The Edinburgh Speech Tools Library is a library of general speech software, written at the Centre for Speech Technology Research at the University of Edinburgh.
The Edinburgh Speech Tools Library is written is C++ and provides a range of tools for common tasks found in speech processing. The library provides a set of stand alone executable programs and a set of library calls which can be linked into user programs.
Updates and news about the speech tools include releases and bug fixes may be found at Speech Tools website
Most speech researchers spend a considerable amount of time writing, developing and debugging code. In fact, many researchers spend most of their time doing this. The sad fact is that most of this time is spent on unnecessary tasks - time which could be better spent doing "real" research. The library is intended to provide software that programmers use day-to-day, and provide this in an easy to use fashion.
The Edinburgh Speech Tools Library has two main parts: a software library and a set of programs which use the library.
A library is a single central place where useful software is kept. A UNIX library is a single file (in this case called libestools.a
) which can be linked to an individual program. When writing a program, you can call any of the functions in the library, and they will automatically be linked into your program when you compile. The key point is that you never need look at the library itself or copy the code in it. That way you can write small programs, concentrate on the algorithms and not have to worry about any infrastructure issues.

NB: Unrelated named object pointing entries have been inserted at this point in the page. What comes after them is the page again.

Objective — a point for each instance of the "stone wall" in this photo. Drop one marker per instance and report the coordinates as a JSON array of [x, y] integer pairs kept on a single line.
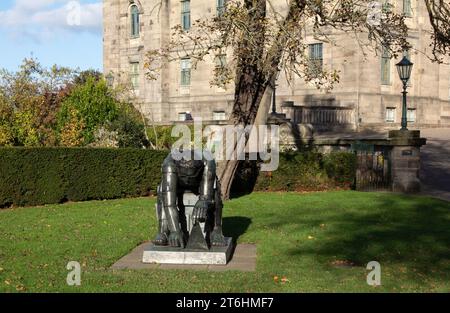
[[360, 89]]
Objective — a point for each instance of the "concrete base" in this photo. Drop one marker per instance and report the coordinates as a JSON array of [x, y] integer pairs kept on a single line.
[[169, 255]]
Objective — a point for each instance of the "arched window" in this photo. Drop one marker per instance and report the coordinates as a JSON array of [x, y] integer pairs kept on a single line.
[[134, 21]]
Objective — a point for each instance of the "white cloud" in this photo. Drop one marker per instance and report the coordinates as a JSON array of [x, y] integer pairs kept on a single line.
[[45, 19]]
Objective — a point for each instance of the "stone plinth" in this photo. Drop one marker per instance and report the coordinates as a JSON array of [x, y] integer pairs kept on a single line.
[[405, 160], [168, 255]]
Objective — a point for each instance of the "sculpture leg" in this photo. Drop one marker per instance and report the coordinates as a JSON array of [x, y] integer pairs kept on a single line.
[[163, 229], [217, 238]]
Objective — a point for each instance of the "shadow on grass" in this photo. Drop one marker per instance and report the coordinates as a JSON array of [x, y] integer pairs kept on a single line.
[[412, 232], [235, 226]]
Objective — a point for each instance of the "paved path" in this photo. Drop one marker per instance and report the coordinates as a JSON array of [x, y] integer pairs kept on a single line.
[[435, 163]]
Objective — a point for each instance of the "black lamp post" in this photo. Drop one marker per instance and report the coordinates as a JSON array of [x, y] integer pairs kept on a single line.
[[404, 68]]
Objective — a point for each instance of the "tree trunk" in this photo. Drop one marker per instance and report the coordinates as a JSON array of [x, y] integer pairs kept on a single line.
[[255, 71]]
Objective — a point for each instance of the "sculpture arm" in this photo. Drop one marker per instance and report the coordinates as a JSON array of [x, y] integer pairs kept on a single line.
[[169, 193], [206, 189]]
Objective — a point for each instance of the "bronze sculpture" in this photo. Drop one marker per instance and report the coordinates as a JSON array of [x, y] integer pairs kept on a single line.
[[195, 174]]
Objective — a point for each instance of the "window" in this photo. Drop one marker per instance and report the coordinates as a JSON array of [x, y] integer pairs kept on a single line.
[[390, 115], [411, 115], [406, 54], [316, 58], [134, 21], [219, 116], [185, 72], [386, 7], [407, 8], [385, 66], [134, 74], [186, 14], [220, 7]]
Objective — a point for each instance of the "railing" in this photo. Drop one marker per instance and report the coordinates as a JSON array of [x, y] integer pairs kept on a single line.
[[331, 116]]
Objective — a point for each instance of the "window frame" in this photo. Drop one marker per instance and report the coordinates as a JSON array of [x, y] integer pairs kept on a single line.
[[394, 114], [219, 112], [408, 119], [220, 7], [186, 15], [385, 66], [185, 72], [408, 12], [135, 21], [135, 74], [315, 51]]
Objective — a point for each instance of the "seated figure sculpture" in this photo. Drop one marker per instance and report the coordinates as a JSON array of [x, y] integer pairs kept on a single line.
[[196, 175]]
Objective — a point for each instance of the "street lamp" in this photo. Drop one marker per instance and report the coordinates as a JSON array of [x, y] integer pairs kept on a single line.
[[404, 68]]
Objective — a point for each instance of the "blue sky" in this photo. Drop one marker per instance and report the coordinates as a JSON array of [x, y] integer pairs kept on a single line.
[[62, 32]]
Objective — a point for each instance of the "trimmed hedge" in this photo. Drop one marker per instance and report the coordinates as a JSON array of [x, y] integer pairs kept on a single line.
[[34, 176], [299, 171]]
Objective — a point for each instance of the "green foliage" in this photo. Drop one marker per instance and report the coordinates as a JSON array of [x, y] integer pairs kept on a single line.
[[130, 130], [160, 136], [32, 176], [300, 171], [59, 106], [340, 166], [94, 104]]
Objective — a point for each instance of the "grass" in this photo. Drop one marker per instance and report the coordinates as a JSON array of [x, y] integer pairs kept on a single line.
[[298, 236]]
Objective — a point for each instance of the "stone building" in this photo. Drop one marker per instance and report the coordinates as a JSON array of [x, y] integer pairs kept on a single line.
[[368, 95]]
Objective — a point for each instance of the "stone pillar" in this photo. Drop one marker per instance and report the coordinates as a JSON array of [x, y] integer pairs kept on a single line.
[[405, 160]]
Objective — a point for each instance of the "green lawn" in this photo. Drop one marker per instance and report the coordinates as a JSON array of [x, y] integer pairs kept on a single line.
[[298, 236]]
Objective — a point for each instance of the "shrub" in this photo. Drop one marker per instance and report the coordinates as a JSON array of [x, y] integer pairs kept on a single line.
[[34, 176], [94, 104], [299, 171]]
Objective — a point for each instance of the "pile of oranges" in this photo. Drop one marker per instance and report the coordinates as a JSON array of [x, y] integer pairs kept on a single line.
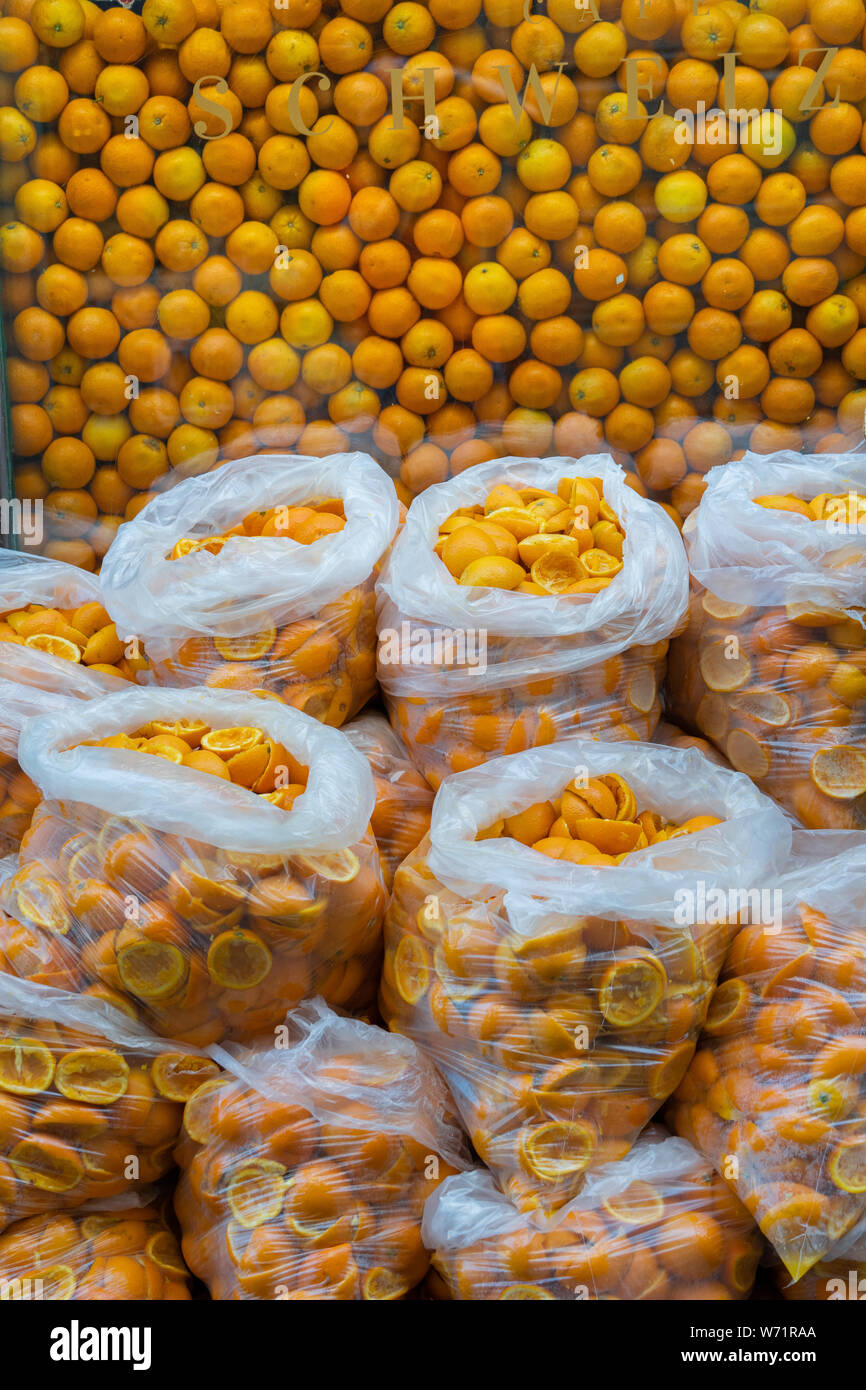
[[594, 822], [313, 1183], [560, 1043], [667, 1229], [441, 231], [75, 1108], [323, 665], [82, 634], [403, 798], [97, 1255], [777, 1087], [780, 690], [535, 541], [202, 941]]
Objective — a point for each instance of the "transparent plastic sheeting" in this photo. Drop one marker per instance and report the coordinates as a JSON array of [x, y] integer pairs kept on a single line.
[[545, 667], [656, 1225], [776, 1091], [772, 665], [560, 1001], [306, 1168], [195, 900]]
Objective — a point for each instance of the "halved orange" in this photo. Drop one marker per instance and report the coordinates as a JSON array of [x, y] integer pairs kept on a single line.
[[54, 647], [558, 1150], [601, 565], [747, 754], [763, 708], [640, 1204], [92, 1075], [239, 959], [558, 571], [384, 1285], [729, 1008], [39, 900], [631, 988], [227, 742], [27, 1066], [163, 1250], [840, 772], [723, 666], [612, 837], [641, 692], [152, 969], [524, 1293], [70, 1121], [47, 1164], [191, 730], [337, 866], [848, 1166], [256, 1191], [720, 609], [54, 1282], [412, 969], [178, 1075], [250, 648], [626, 804]]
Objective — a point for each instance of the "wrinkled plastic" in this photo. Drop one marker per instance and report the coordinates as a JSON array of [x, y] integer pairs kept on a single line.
[[104, 1251], [535, 669], [135, 868], [314, 601], [673, 737], [403, 799], [306, 1168], [501, 961], [91, 1102], [658, 1225], [34, 681], [773, 656], [776, 1094]]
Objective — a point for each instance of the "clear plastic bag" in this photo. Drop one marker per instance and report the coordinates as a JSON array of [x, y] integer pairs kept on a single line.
[[91, 1102], [199, 901], [306, 1166], [776, 1094], [673, 737], [562, 1002], [403, 799], [34, 679], [658, 1225], [772, 666], [121, 1250], [534, 669], [483, 230], [266, 612]]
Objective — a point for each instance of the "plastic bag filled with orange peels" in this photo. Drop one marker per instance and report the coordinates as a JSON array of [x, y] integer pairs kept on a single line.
[[91, 1102], [673, 737], [403, 799], [203, 855], [658, 1225], [306, 1168], [776, 1093], [471, 670], [772, 666], [559, 991], [57, 642], [120, 1250], [841, 1279], [260, 577]]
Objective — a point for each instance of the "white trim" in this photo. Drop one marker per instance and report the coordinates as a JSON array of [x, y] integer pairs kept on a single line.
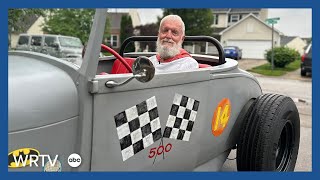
[[227, 29]]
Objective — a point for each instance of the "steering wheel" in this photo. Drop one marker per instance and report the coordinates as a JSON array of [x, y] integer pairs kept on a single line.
[[121, 59]]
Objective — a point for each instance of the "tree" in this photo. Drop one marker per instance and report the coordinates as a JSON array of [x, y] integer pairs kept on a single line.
[[19, 19], [197, 21], [282, 56], [126, 31], [71, 22]]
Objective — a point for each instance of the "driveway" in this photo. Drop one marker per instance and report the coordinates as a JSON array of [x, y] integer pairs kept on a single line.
[[246, 64]]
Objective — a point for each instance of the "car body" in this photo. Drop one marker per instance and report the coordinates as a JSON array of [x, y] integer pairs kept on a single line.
[[306, 61], [141, 121], [54, 45], [233, 52]]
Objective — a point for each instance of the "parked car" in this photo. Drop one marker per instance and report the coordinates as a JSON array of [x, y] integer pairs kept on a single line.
[[130, 118], [233, 52], [306, 61], [54, 45]]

The speech tools also provide a number of utility programs for things like playback, sampling rate conversion, file format conversion, etc. Usually these programs are just wrap-around executables based on standard speech tools library functions.
Includes tracks for storing sets of time aligned coefficients, and waves for digitally sampled speech waveforms.
A comprenhensive system for storing different kinds of linguistic information is given. This is based on the Hetrogeneous Relation Graph formalism ***CITE***. Feature structures, tress, lists, graphs ect can all be represented with the linguistic classes.
Easy to use routines to record and play audio data without any fuss.
Commonly used signal processing algorithms such as including pitch tracking, cepstra and LPC, filtering, fourier analysis etc.
Software support for the Tilt intonation model
Useful classes such as lists, vectors, matrices, strings and functions for reading files, parsing command lines etc.
Once installed, speech tools can be used either by running the exectuable programs or by building your own C++ programs and linking to the library.
Documentation on executable programs is found in Executable Programs.
Instructions on how to build your own programs which use the library are found in Building speech tools.